Dr. Fassler is a state agency consultant who reviewed Plaintiff's file. The Second Circuit has “frequently cautioned that ALJs should not rely heavily on the findings of consultative physicians after a single examination. This concern is even more pronounced in the context of mental illness where . . . a one time snapshot of a claimant's status may not be indicative of her longitudinal mental health.” Estrella v. Berryhill, 925 F.3d 90, 98 (2d Cir. 2019) (internal quotation marks and citation omitted). “In the context of a psychiatric disability diagnosis, it is improper to rely on the opinion of a non-treating, non-examining doctor because the inherent subjectivity of a psychiatric diagnosis requires the physician rendering the diagnosis to personally observe the patient.” Velazquez v. Barnhart, 518 F.Supp.2d 520, 524 (W.D.N.Y. 2007) (“A psychiatric opinion based on a face-to-face interview with the patient is more reliable than an opinion based on a review of a cold, medical record.”); see also Stewart v. Comm'r of Soc. Sec, 515 F.Supp.3d 1, 1-2 (E.D.N.Y. 2021) (“Here, the ALJ accorded great weight to the opinion of a psychiatrist who never examined the plaintiff, plainly in contravention of law and regulations.”). In light of this law, the lack of clarity about the role of the individual opinions in assessing Plaintiffs ability to maintain a routine is problematic and should be fully addressed on remand.

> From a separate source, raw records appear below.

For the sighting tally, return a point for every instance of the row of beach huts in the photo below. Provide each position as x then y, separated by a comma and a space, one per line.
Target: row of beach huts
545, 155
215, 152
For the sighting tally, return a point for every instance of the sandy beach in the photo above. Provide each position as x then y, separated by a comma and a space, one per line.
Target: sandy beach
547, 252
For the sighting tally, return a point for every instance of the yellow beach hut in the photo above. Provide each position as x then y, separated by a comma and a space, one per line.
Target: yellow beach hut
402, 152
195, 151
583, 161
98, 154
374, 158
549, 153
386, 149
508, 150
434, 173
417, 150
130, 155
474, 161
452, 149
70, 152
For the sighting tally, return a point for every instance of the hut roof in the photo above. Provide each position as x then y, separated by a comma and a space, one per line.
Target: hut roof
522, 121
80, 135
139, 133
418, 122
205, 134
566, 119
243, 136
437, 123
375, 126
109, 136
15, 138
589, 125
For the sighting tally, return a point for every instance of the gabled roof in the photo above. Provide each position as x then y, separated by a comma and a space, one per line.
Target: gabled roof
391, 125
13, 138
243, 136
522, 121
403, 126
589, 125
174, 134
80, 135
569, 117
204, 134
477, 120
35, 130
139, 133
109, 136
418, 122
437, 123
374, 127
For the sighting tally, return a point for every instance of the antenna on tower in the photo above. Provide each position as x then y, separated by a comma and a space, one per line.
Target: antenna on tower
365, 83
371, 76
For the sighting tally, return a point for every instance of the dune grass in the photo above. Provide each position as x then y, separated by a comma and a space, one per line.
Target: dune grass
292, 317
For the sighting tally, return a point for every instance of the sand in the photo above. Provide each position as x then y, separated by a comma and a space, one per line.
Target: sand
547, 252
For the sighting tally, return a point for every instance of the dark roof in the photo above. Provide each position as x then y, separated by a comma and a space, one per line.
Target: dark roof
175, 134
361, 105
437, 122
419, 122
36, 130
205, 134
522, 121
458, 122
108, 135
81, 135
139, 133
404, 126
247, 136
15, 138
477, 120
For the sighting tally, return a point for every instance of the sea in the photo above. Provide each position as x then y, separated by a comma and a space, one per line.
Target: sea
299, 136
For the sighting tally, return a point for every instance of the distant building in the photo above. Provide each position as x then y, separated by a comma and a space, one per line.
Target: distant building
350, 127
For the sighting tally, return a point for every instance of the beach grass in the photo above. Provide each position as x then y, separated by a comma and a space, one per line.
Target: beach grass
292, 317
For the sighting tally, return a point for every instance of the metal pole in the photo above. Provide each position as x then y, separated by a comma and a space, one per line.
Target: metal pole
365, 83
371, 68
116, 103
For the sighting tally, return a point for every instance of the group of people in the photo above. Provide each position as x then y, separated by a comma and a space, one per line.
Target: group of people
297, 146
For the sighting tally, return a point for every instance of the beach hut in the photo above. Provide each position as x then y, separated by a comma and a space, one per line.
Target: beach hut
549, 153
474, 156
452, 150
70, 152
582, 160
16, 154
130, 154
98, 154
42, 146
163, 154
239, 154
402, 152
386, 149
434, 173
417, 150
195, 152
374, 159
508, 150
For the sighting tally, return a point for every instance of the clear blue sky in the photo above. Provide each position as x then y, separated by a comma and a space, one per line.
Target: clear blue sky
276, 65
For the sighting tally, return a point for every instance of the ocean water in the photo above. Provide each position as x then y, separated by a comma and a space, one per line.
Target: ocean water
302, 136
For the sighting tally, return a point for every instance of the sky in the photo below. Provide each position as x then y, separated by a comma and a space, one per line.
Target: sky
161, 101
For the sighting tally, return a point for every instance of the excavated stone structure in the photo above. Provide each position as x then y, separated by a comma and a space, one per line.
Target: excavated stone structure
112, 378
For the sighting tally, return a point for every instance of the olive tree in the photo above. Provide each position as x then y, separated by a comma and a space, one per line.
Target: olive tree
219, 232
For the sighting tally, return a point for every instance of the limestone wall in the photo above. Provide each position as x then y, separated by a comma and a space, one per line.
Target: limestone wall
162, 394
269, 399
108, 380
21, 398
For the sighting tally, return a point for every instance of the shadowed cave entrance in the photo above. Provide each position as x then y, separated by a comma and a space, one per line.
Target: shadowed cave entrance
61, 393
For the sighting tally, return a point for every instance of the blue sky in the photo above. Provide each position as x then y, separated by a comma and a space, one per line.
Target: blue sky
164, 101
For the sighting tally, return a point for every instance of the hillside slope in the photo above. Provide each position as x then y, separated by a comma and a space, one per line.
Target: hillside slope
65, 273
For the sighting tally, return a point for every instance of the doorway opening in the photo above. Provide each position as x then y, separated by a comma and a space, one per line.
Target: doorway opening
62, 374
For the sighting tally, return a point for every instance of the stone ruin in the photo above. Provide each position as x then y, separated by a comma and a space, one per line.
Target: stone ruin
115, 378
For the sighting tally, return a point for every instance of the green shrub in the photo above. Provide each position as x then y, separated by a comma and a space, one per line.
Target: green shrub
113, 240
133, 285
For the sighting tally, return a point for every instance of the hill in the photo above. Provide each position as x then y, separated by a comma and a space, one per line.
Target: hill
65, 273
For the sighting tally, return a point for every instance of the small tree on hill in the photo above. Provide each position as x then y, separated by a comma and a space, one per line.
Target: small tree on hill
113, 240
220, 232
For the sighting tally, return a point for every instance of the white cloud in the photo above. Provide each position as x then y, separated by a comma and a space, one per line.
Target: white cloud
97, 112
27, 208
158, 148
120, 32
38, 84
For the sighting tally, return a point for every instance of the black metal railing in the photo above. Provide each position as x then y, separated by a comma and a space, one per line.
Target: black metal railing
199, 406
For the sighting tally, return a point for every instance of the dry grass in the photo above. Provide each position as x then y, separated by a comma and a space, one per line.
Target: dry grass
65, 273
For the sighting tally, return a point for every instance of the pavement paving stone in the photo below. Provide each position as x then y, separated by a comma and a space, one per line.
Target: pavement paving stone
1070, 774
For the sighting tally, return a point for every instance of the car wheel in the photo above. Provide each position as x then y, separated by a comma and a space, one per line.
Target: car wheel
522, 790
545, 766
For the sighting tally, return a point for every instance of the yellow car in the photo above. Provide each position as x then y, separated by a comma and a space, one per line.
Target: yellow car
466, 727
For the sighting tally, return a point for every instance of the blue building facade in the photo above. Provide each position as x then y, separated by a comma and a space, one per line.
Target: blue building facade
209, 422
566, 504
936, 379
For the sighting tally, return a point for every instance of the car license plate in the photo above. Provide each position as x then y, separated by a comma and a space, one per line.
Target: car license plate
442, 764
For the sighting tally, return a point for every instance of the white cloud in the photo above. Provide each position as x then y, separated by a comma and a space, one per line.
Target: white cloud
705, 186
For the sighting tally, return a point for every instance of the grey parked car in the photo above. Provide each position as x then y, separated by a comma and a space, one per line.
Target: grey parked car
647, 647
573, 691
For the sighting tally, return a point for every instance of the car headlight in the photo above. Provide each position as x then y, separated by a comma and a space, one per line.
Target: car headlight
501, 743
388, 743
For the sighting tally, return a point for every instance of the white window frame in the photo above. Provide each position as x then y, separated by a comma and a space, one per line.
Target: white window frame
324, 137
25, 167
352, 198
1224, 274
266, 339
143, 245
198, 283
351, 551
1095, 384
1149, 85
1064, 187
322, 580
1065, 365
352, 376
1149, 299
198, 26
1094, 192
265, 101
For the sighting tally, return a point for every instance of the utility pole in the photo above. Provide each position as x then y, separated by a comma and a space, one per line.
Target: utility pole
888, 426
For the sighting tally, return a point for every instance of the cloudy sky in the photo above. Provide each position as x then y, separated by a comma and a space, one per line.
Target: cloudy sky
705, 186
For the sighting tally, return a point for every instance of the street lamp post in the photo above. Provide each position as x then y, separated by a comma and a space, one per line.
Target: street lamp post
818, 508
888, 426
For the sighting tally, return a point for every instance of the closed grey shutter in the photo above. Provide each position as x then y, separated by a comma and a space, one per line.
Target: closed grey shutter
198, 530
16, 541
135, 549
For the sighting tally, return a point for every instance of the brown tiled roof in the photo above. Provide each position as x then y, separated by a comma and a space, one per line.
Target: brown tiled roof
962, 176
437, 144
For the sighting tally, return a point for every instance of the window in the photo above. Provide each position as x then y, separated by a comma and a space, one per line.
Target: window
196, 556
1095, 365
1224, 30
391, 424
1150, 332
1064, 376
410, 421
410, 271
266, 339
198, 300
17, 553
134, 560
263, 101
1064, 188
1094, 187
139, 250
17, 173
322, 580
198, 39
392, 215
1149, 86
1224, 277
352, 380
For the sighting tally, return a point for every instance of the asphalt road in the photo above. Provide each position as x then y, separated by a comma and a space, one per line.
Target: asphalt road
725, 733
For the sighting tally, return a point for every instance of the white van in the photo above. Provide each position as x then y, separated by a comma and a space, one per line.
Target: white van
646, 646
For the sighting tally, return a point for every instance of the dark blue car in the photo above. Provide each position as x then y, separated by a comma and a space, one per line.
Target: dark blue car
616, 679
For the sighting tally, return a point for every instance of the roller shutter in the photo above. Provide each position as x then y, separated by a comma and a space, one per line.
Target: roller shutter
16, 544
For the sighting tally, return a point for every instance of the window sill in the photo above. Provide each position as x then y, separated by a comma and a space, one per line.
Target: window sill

Plaintiff additionally argues that the opinion of Dr. Fassler does not constitute substantial evidence in support of the RFC; that the ALJ erred in only giving some weight to the opinion of Dr. Krantweiss; that the ALJ failed to account for Dr. Slowik's assessment of up to a marked impairment in maintaining a routine; and that the ALJ did not sustain her burden at Step Five. Pl.'s Mem. of Law at pp. 15-22. In light of the Court's determination that the matter must be remanded for further consideration of the various opinions of record, it is unnecessary to reach these issues, which may be affected by the ALJ's decision on remand.
IV. CONCLUSION
ACCORDINGLY, it is
ORDERED, that Plaintiffs Motion for Judgment on the Pleadings (Dkt. No. 13) is GRANTED; and it is further
ORDERED, that Defendant's Motion for Judgment on the Pleadings (Dkt. No. 14) is DENIED; and it is further
ORDERED, that Defendant's decision denying Plaintiff disability benefits is REVERSED and REMANDED to the Commissioner, pursuant to 42 U.S.C. § 405(g), for further proceedings consistent with the above; and it is further
ORDERED, that the Clerk of the Court serve a copy of this Decision and Order upon the parties to this action.